Джон с лордом долго думать не стали и на следующее утро улетели из Молдовы. Тут Джон вспомнил мамины слова и согласился наконец с ее правотой.

Этот печальный опыт не остановил Джона, он пытался купить отель в Румынии и землю в Пермской области, местный губернатор продавал ее за бесценок. И опять неудачно, деньги уходили в карманы румын и русских, а Джон все так же оставался ни с чем, в рваных штанах и при разбитой машине.

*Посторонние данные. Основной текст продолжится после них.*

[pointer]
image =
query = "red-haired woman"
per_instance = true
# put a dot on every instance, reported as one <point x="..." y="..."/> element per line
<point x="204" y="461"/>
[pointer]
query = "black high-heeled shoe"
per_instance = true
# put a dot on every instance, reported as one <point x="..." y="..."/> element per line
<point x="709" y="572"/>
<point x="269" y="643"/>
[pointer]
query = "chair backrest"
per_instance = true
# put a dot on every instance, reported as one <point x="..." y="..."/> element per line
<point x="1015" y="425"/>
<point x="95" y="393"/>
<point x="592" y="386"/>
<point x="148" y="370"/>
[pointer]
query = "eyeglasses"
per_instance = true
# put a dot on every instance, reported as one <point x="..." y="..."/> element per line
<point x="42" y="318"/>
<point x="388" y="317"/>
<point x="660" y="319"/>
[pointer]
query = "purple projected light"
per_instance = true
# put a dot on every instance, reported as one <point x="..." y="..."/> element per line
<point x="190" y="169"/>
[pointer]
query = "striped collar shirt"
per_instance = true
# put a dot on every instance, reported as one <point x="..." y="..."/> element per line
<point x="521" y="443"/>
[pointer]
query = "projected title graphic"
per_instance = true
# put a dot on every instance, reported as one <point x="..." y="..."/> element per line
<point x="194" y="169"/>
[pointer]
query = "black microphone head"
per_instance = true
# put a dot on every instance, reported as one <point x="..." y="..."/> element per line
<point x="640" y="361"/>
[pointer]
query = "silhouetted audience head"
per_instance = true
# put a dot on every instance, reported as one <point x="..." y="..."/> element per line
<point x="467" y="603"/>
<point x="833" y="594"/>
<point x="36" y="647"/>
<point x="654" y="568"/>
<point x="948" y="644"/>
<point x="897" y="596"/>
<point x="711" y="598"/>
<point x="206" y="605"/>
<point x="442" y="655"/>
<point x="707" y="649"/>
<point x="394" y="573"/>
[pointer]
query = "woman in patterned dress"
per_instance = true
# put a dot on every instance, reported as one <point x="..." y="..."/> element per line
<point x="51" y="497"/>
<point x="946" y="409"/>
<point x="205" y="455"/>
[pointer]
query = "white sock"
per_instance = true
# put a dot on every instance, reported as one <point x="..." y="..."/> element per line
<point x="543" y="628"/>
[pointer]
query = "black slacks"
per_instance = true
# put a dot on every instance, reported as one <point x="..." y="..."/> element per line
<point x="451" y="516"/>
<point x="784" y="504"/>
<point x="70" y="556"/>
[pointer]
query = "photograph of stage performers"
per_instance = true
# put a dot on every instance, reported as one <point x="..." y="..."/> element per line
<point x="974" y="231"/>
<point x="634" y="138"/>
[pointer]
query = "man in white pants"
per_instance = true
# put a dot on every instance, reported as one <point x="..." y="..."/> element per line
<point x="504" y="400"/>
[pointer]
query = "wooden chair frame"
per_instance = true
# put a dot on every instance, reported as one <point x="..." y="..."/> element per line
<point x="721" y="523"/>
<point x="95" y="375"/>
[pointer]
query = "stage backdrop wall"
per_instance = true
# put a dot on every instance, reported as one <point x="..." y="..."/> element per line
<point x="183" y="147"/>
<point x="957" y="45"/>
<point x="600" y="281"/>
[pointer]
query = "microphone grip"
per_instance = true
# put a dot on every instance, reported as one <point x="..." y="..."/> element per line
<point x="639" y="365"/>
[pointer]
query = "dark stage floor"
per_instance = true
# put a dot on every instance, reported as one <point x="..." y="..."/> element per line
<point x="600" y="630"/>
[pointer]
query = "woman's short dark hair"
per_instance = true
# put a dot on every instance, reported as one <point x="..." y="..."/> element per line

Кстати, о машине. С ней тоже произошла очень смешная история. Однажды, когда Джон ехал к нам, машина по дороге сломалась. Джон вызвал ремонтников, и те ему объяснили, что автомобиль ремонту не подлежит, и предложили Джону отвезти машину на ближайшую автомобильную свалку. Джон побледнел и затрясся от ужаса.

– Нет-нет, на ней еще можно ездить, отвезите машину к дому моего друга, мы ее за выходные починим, – заявил он парням из ремонтной службы.

Те не стали спорить, понимая, что клиенты бывают разные, и чем богаче, тем причудливее. Машину прикатили к нашему дому, и дома сразу закипела бурная деятельность, мама называла ее беготней куриц без голов. Я сам никогда не видел, как бегают курицы без голов, но думаю, что это печальное зрелище. Стали звонить в гаражи. Джон периодически вбегал в кухню и требовал чаю. Миссис Смит на это не реагировала, чай не делала, потому что знала, пить его Джон все равно не будет, и продолжала спокойно готовить обед.

В это время приехали люди из гаража и подтвердили предыдущий диагноз: машина ремонту не подлежит. Они предложили отвезти ее на свалку уже за пятьдесят фунтов. Джон тяжело вздохнул и согласился, делать было нечего. Со слезами на глазах он смотрел из окна, как увозят его родное дитя.

Тут пришла мама из магазинов и спросила, что это за помойное ведро транспортируют от нашего дома.

– Ха-ха, – сказал Джон, – это не смешно, а жестоко.

Сели обедать, потом пошли в библиотеку курить сигары, миссис Смит понесла туда поднос с кофе. Вдруг из библиотеки раздался нечеловеческий вопль. Кто-то страшно кричал: «Рубашки, рубашки!»

Борька тут же спрятался под диван, он решил, что это его ругают. Я с изумлением наблюдал, как папа с Джоном выскочили из дому, сели в папину машину и укатили куда-то на страшной скорости.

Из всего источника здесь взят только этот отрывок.